After The Revolution Who Rules? (http://www.slp.org/pdf/others/after_rev.pdf)

NecroCommie
18th August 2009, 18:14
Answer thusly!

"If communism killed so many people, you should be shitting your pants off for standing next to one. So either flee in utter terror, or accept the fact that communists are out there for your advantage and not your demise."

This won't work on anyone with half a brain. Fortunately that is not too many.

chameleoncomplex
23rd August 2009, 19:47
Found a good article which quotes Wertheim in relation to made up Mao deaths (particularly regarding the great leap forward famines):



It is now the common perception in the West that 30 millions starved to death as a result of Mao's launching of the Great Leap Forward. Is it true or is it again a result of manufactured history? An article from the Australia-China Review contains a noteworthy refutation of the widely accepted figures of tens of millions of deaths caused by the GLF. The following is excerpted from this article, "Wild Swans and Mao's Agrarian Strategy" by Wim F Werthheim, emeritus professor from the University of Amsterdam, one of the best-noted European China scholars:
But the figure amounting to tens of millions ... [lacks] any historical basis. Often it is argued that at the censuses of the 1960s "between 17 and 29 millions of Chinese" appeared to be missing, in comparison with the official census figures from the 1950s. But these calculations are lacking any semblance of reliability. At my first visit to China, in August 1957, I had asked to get the opportunity to meet two outstanding Chinese social scientists: Fei Xiao-tung, the sociologist, and Chen Ta, the demographer. I could not meet either of them, because they were both seriously criticized at that time as rightists; but I was allowed a visit by Pang Zenian, a Marxist philosopher who knew about the problems of both scholars. Chen Ta was criticized because he had attacked the pretended 1953 census. In the past he had organized censuses, and he could not believe that suddenly, within a rather short period, the total population of China had risen from 450 [million] to 600 million, as had been officially claimed by the Chinese authorities after the 1953 census. He would have [liked] to organize a scientifically well-founded census himself, instead of an assessment largely based on regional random samples as had happened in 1953. According to him, the method followed in that year was unscientific.
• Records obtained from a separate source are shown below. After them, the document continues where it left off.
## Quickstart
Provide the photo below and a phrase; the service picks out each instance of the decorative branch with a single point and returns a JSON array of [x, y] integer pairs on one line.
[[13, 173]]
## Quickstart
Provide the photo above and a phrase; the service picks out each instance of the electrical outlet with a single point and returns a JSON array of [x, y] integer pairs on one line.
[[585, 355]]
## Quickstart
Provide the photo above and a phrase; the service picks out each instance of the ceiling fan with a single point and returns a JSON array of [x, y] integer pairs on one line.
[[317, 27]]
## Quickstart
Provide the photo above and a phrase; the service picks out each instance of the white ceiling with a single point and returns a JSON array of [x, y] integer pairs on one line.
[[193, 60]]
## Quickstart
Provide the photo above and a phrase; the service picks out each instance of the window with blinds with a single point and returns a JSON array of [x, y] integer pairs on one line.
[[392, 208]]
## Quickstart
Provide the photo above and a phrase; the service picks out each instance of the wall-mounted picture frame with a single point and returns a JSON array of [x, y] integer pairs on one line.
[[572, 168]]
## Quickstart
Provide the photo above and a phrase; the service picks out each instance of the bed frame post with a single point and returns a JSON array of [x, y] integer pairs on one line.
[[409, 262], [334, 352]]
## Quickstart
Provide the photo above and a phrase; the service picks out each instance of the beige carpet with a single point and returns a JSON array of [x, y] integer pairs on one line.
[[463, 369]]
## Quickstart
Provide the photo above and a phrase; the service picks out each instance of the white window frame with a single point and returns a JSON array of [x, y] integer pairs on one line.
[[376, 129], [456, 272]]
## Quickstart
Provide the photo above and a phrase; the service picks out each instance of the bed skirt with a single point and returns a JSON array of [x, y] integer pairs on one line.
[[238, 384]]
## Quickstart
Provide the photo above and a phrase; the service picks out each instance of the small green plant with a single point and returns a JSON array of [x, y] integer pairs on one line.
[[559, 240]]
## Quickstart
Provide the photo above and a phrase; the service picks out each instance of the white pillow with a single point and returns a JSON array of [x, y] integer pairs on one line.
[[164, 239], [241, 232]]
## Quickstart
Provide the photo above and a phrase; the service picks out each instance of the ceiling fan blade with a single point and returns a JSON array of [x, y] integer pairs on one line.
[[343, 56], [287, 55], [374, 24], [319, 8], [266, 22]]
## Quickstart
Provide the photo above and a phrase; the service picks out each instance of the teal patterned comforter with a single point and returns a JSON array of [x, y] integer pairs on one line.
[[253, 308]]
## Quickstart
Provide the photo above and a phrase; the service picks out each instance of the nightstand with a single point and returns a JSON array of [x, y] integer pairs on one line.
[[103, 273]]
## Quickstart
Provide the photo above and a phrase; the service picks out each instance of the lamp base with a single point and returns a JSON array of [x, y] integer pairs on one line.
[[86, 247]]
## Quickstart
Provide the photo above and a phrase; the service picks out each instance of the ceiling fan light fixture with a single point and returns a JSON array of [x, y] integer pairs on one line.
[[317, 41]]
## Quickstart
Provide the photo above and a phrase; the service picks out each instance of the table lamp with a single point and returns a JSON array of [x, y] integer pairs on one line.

For that matter, a Chinese expert of demography, Dr Ping-ti Ho, professor of history at the University of Chicago, in a book titled Studies on the Population of China, 1368-1953, Harvard East Asian Studies No 4, 1959, also mentioned numerous "flaws" in the 1953 census: "All in all, therefore, the nationwide enumeration of 1953 was not a census in the technical definition of the term"; the separate provincial figures show indeed an unbelievable increase of some 30 percent in the period 1947-1953, a period of heavy revolutionary struggle. (p 93-94) My conclusion is that the claim that in the 1960s a number between 17 [million] and 29 million people was "missing" is worthless if there was never any certainty about the 600 millions of Chinese. Most probably these "missing people" did not starve in the calamity years 1960-61, but in fact have never existed. Extract from Part 2: The Great Leap Forward not all bad
By Henry C K Liu

Of course there is still a debate as to how much of the actual death tolls (whatever they were) were due to natural disaster & how much to human error.